Still, they're much more popular than Logan, and they're both seniors, which means that just as Charlie's high-school life is beginning, theirs is drawing to a close. Charlie's increasingly close friendship with them, and their own circle of mixed-up friends, is the backbone for The Perks of Being a Wallflower.
The movie also has some brief roles for adults, none of whom are particularly notable except, perhaps, Charlie's English teacher, Mr. Anderson (Paul Rudd), who sees the boy's potential despite his shy tendencies, and encourages him to pursue his ambition to be a writer.
The movie plays out more in a series of vignettes than in a straight storyline, underscoring the simultaneous difficulty and success writer-director Stephen Chbosky has in adapting his own epistolary novel, which has Charlie recounting incidents of his first year in high school to an unknown recipient. On the page, it was engrossing, on the screen it works less well, and throughout most of The Perks of Being a Wallflower, the letter-writing idea is shunted aside.

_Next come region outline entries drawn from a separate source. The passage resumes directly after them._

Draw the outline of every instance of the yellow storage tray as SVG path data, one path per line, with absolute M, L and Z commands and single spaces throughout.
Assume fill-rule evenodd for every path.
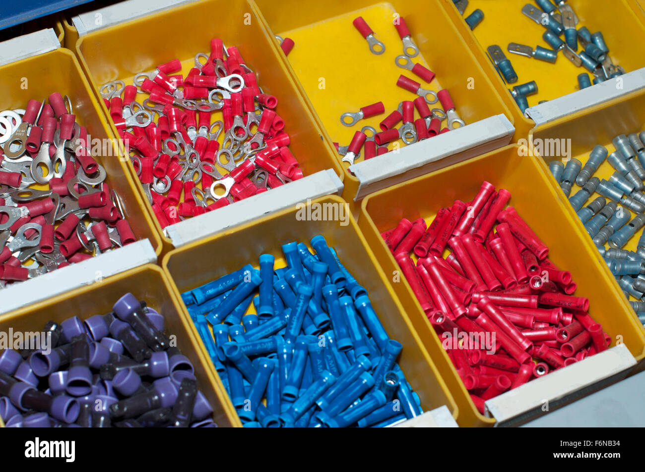
M 226 12 L 226 18 L 236 19 L 213 20 L 221 17 L 223 12 Z M 182 27 L 177 29 L 178 26 Z M 135 74 L 154 70 L 157 64 L 175 59 L 181 61 L 182 73 L 185 77 L 194 67 L 195 54 L 210 53 L 210 40 L 214 37 L 221 38 L 226 46 L 237 46 L 246 64 L 257 74 L 258 84 L 266 93 L 277 98 L 276 111 L 284 120 L 285 131 L 291 139 L 289 149 L 300 163 L 304 175 L 306 176 L 331 169 L 342 180 L 342 169 L 333 156 L 333 147 L 321 139 L 322 131 L 273 48 L 273 40 L 246 1 L 204 0 L 108 26 L 81 37 L 76 52 L 100 106 L 109 117 L 99 94 L 101 86 L 115 80 L 130 84 Z M 140 94 L 137 100 L 141 103 L 146 97 Z M 221 111 L 214 112 L 213 121 L 221 117 Z M 116 134 L 115 127 L 108 120 Z M 132 163 L 128 160 L 126 164 L 143 195 Z M 223 175 L 228 173 L 220 170 Z M 147 200 L 144 202 L 152 214 L 151 205 Z M 154 220 L 164 250 L 167 250 L 172 247 L 172 242 L 163 232 L 156 218 Z
M 25 79 L 27 86 L 23 88 L 21 84 Z M 105 182 L 121 197 L 135 236 L 137 239 L 147 238 L 157 255 L 161 254 L 161 241 L 144 206 L 138 185 L 124 158 L 118 155 L 116 142 L 72 52 L 60 48 L 0 67 L 0 90 L 6 91 L 0 98 L 1 109 L 24 108 L 29 100 L 43 100 L 57 91 L 70 97 L 77 120 L 87 128 L 93 141 L 100 140 L 101 148 L 106 155 L 94 157 L 105 169 Z
M 49 321 L 60 323 L 74 316 L 84 319 L 97 313 L 108 313 L 117 300 L 130 292 L 163 315 L 165 332 L 177 337 L 177 347 L 195 367 L 199 390 L 213 407 L 213 421 L 219 426 L 230 426 L 235 412 L 229 411 L 224 401 L 224 386 L 207 366 L 210 361 L 204 357 L 188 325 L 190 319 L 186 321 L 180 314 L 182 308 L 172 290 L 166 274 L 156 265 L 147 264 L 102 283 L 76 288 L 5 315 L 0 317 L 0 331 L 6 332 L 10 328 L 14 332 L 34 332 Z
M 517 144 L 506 146 L 366 197 L 359 225 L 379 263 L 386 274 L 399 273 L 381 232 L 395 227 L 402 218 L 432 221 L 439 209 L 452 205 L 455 199 L 473 196 L 487 180 L 511 193 L 510 204 L 550 249 L 551 260 L 571 272 L 578 284 L 576 295 L 589 298 L 589 314 L 611 336 L 612 345 L 621 339 L 635 357 L 642 359 L 645 334 L 622 292 L 591 240 L 580 234 L 580 226 L 573 221 L 575 215 L 561 193 L 553 188 L 541 160 L 522 156 L 525 151 Z M 399 278 L 401 283 L 392 284 L 394 291 L 457 402 L 457 422 L 461 426 L 491 424 L 493 420 L 477 411 L 407 281 Z
M 388 334 L 403 345 L 399 364 L 419 395 L 424 411 L 446 405 L 458 419 L 461 413 L 439 370 L 392 291 L 388 277 L 379 267 L 355 220 L 350 216 L 347 204 L 336 196 L 321 197 L 310 204 L 331 205 L 341 211 L 344 209 L 345 212 L 340 214 L 346 215 L 348 219 L 301 221 L 299 212 L 306 212 L 306 209 L 293 207 L 266 216 L 252 225 L 246 225 L 237 231 L 226 231 L 175 249 L 166 254 L 163 268 L 170 275 L 175 297 L 181 300 L 181 293 L 236 270 L 244 264 L 257 267 L 261 254 L 273 254 L 275 267 L 284 267 L 286 263 L 282 252 L 283 244 L 292 241 L 308 243 L 314 236 L 322 234 L 347 270 L 367 289 Z M 217 263 L 210 263 L 208 261 L 217 261 Z M 252 303 L 248 312 L 254 312 Z M 186 322 L 192 325 L 185 307 L 182 314 Z M 199 338 L 194 326 L 192 329 L 194 335 Z M 201 339 L 199 343 L 203 355 L 208 357 Z M 212 363 L 209 364 L 212 375 L 216 375 L 215 367 Z M 233 408 L 228 395 L 226 402 L 229 408 Z M 235 424 L 241 425 L 237 417 Z
M 592 245 L 593 243 L 591 238 L 584 229 L 584 224 L 576 215 L 576 212 L 567 201 L 566 196 L 560 189 L 559 184 L 551 176 L 548 164 L 554 160 L 562 160 L 566 162 L 571 158 L 578 159 L 582 163 L 582 165 L 584 165 L 589 158 L 589 153 L 596 144 L 604 146 L 611 153 L 616 149 L 611 144 L 611 140 L 615 137 L 619 135 L 626 135 L 631 133 L 640 133 L 644 129 L 645 129 L 645 91 L 640 91 L 633 92 L 624 97 L 607 102 L 600 106 L 594 107 L 585 113 L 577 113 L 570 117 L 548 123 L 531 132 L 528 142 L 533 146 L 533 153 L 540 155 L 541 153 L 545 172 L 549 174 L 550 182 L 556 187 L 558 198 L 570 211 L 571 214 L 571 218 L 578 227 L 579 232 L 582 235 L 582 237 Z M 556 146 L 560 147 L 559 153 Z M 605 160 L 593 176 L 600 180 L 607 180 L 614 171 L 614 169 Z M 570 196 L 575 194 L 579 190 L 580 187 L 574 184 Z M 591 200 L 599 196 L 600 194 L 594 193 L 583 206 L 591 203 Z M 631 212 L 633 217 L 633 212 Z M 640 235 L 640 231 L 637 231 L 622 249 L 636 250 Z M 594 254 L 594 257 L 602 261 L 602 258 L 597 252 Z M 606 277 L 604 278 L 614 284 L 616 289 L 622 292 L 607 265 L 603 263 L 601 265 L 603 272 L 606 274 Z M 630 299 L 637 299 L 630 297 Z M 636 314 L 631 307 L 630 313 L 632 317 L 636 319 L 637 325 L 639 326 L 641 331 L 645 333 L 645 328 L 639 323 Z
M 341 146 L 349 144 L 354 133 L 363 126 L 380 131 L 379 124 L 401 101 L 417 98 L 397 86 L 401 74 L 421 83 L 425 89 L 435 91 L 448 89 L 457 113 L 466 124 L 497 114 L 504 114 L 511 119 L 508 104 L 502 102 L 492 81 L 440 3 L 439 0 L 252 1 L 273 33 L 295 42 L 285 62 L 290 64 L 290 70 L 308 97 L 308 104 L 324 125 L 326 138 Z M 412 61 L 436 73 L 432 83 L 395 64 L 395 58 L 403 53 L 402 43 L 392 24 L 396 15 L 405 19 L 419 48 L 419 55 Z M 362 16 L 375 36 L 385 44 L 384 53 L 376 55 L 370 52 L 367 42 L 352 24 L 358 16 Z M 361 107 L 379 101 L 385 106 L 384 114 L 361 120 L 351 127 L 341 124 L 343 113 L 358 111 Z M 439 102 L 429 106 L 441 108 Z M 446 126 L 444 121 L 442 127 Z M 405 146 L 401 139 L 395 145 Z M 390 144 L 389 149 L 393 149 L 395 145 Z M 337 153 L 336 156 L 340 162 L 341 156 Z M 362 160 L 362 154 L 357 162 Z M 353 200 L 359 181 L 347 170 L 346 163 L 342 165 L 346 173 L 343 196 L 350 205 L 356 205 L 357 212 L 360 203 L 355 203 Z
M 530 0 L 470 0 L 462 17 L 452 0 L 442 1 L 464 41 L 471 45 L 473 53 L 486 69 L 495 82 L 495 88 L 511 110 L 516 129 L 514 141 L 526 137 L 535 123 L 520 111 L 509 93 L 513 86 L 535 80 L 538 93 L 527 97 L 529 106 L 532 106 L 541 100 L 551 100 L 579 90 L 577 79 L 579 74 L 586 72 L 589 73 L 590 79 L 593 79 L 593 74 L 583 67 L 576 67 L 562 55 L 561 51 L 558 53 L 555 64 L 508 52 L 509 42 L 526 44 L 533 49 L 536 45 L 550 48 L 542 39 L 546 28 L 522 13 L 522 7 L 526 4 L 539 10 L 533 2 Z M 602 32 L 610 48 L 609 55 L 614 64 L 622 66 L 628 72 L 645 66 L 645 56 L 639 47 L 641 44 L 639 38 L 645 37 L 645 23 L 637 14 L 634 1 L 613 0 L 608 3 L 601 0 L 570 0 L 567 2 L 578 16 L 577 27 L 586 26 L 591 33 Z M 484 20 L 471 31 L 463 18 L 476 8 L 484 12 Z M 564 41 L 564 35 L 561 39 Z M 515 84 L 505 84 L 487 57 L 486 49 L 491 44 L 499 46 L 506 58 L 511 61 L 517 73 L 518 80 Z M 578 52 L 580 50 L 579 46 Z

The great success of the film is less in its meandering screenplay than in the two stellar central performances by Lerman and Watson as a boy and girl with a deep connection but whose age will keep them apart. They know each other well -- but, then, how well can a freshman understand the yearnings and life lessons of someone who has already lived through the next three years? Lerman captures the tenuousness well; he's an affable, sweet actor. Watson puts on a convincing enough American accent and overcomes the tendency toward effusive bossiness that made her last few Harry Potter outings a bit obnoxious.
The key note that The Perks of Being a Wallflower hits sourly is the character of Patrick, an openly gay teen who comes across as brash, overbearing and too frivolous. The movie seems to forget the reality of life in 1991, of AIDS and societal disapproval; twenty years on, we live in a different time, but Perks could have used Patrick as a reminder of how far we've come.
What Perks gets very right is the wistful sadness of being a teenager, of feeling disconnected and unsure. It beautifully captures the way Charlie watches and learns that people are not always honorable, that relationships are not always easy, and that life is going to be harder than he thinks -- but it's a lot less awful when set to the beat of David Bowie's "Heroes."